AvrSr27 is a zinc-bound effector with a modular structure important for immune recognition.

Effector proteins are central to the success of plant pathogens, while immunity in host plants is driven by receptor-mediated recognition of these effectors. Understanding the molecular details of effector-receptor interactions is key for the engineering of novel immune receptors.
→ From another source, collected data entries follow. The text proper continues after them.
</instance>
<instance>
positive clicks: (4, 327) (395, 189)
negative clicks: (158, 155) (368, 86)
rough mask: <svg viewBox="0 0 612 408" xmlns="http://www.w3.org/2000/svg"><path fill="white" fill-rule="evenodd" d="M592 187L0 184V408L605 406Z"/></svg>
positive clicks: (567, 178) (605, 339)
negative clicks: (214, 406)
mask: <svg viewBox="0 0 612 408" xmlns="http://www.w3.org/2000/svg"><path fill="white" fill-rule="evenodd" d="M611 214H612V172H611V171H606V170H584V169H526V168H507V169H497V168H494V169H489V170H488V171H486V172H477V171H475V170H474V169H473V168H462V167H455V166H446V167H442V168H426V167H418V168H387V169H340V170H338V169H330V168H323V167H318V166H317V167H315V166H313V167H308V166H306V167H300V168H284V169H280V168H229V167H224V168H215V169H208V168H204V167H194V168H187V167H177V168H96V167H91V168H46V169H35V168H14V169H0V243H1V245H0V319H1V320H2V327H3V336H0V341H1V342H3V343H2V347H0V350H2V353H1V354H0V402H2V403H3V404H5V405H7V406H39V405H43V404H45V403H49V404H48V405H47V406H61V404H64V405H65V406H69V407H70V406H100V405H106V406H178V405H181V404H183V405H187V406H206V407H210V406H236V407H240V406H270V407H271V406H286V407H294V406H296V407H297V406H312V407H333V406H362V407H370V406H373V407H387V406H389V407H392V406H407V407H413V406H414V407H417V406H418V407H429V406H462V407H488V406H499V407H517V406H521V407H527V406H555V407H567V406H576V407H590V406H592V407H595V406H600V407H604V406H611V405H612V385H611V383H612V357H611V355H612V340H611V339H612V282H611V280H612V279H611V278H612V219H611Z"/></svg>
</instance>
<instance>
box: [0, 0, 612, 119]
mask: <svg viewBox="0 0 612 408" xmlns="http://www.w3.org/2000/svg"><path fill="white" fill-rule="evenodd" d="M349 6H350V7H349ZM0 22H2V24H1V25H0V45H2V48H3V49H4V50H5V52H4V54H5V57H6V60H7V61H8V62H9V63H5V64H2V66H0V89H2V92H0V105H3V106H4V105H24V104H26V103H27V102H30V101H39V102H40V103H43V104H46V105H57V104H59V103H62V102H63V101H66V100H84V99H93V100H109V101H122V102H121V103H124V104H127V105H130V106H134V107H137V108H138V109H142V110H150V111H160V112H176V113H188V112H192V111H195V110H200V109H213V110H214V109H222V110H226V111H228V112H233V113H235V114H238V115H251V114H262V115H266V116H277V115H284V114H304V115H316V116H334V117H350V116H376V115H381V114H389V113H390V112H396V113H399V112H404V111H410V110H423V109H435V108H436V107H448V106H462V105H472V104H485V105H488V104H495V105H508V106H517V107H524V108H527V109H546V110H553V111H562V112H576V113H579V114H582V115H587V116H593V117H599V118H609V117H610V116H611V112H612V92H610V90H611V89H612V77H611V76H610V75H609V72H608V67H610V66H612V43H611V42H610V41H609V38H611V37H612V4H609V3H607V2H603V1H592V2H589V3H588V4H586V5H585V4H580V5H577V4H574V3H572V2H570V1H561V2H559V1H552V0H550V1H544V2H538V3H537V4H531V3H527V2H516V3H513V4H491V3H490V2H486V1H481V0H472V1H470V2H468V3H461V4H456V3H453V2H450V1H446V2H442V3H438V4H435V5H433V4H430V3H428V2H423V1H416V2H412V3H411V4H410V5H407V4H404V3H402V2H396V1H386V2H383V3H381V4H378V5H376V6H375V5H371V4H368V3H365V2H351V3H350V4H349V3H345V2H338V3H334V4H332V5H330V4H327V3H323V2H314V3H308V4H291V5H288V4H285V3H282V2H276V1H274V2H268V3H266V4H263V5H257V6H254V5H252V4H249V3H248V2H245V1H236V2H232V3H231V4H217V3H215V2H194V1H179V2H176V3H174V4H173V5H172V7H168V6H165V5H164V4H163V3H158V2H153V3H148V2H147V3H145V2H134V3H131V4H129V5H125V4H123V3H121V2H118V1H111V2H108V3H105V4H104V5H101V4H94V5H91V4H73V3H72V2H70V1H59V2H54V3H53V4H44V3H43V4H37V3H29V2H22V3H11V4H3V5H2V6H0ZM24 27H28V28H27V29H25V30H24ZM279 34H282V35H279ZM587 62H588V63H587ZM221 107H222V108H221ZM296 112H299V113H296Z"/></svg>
Here, we experimentally determined the crystal structure of the Puccinia graminis f. sp. tritici (Pgt) effector AvrSr27, which was not accurately predicted using AlphaFold2. We characterised the role of the conserved cysteine residues in AvrSr27 using in vitro biochemical assays and examined Sr27-mediated recognition using transient expression in Nicotiana spp. and wheat protoplasts. The AvrSr27 structure contains a novel ß-strand rich modular fold consisting of two structurally similar domains that bind to Zn2+ ions. The N-terminal domain of AvrSr27 is sufficient for interaction with Sr27 and triggering cell death. We identified two Pgt proteins structurally related to AvrSr27 but with low sequence identity that can also associate with Sr27, albeit more weakly. Though only the full-length proteins, trigger Sr27-dependent cell death in transient expression systems. Collectively, our findings have important implications for utilising protein prediction platforms for effector proteins, and those embarking on bespoke engineering of immunity receptors as solutions to plant disease.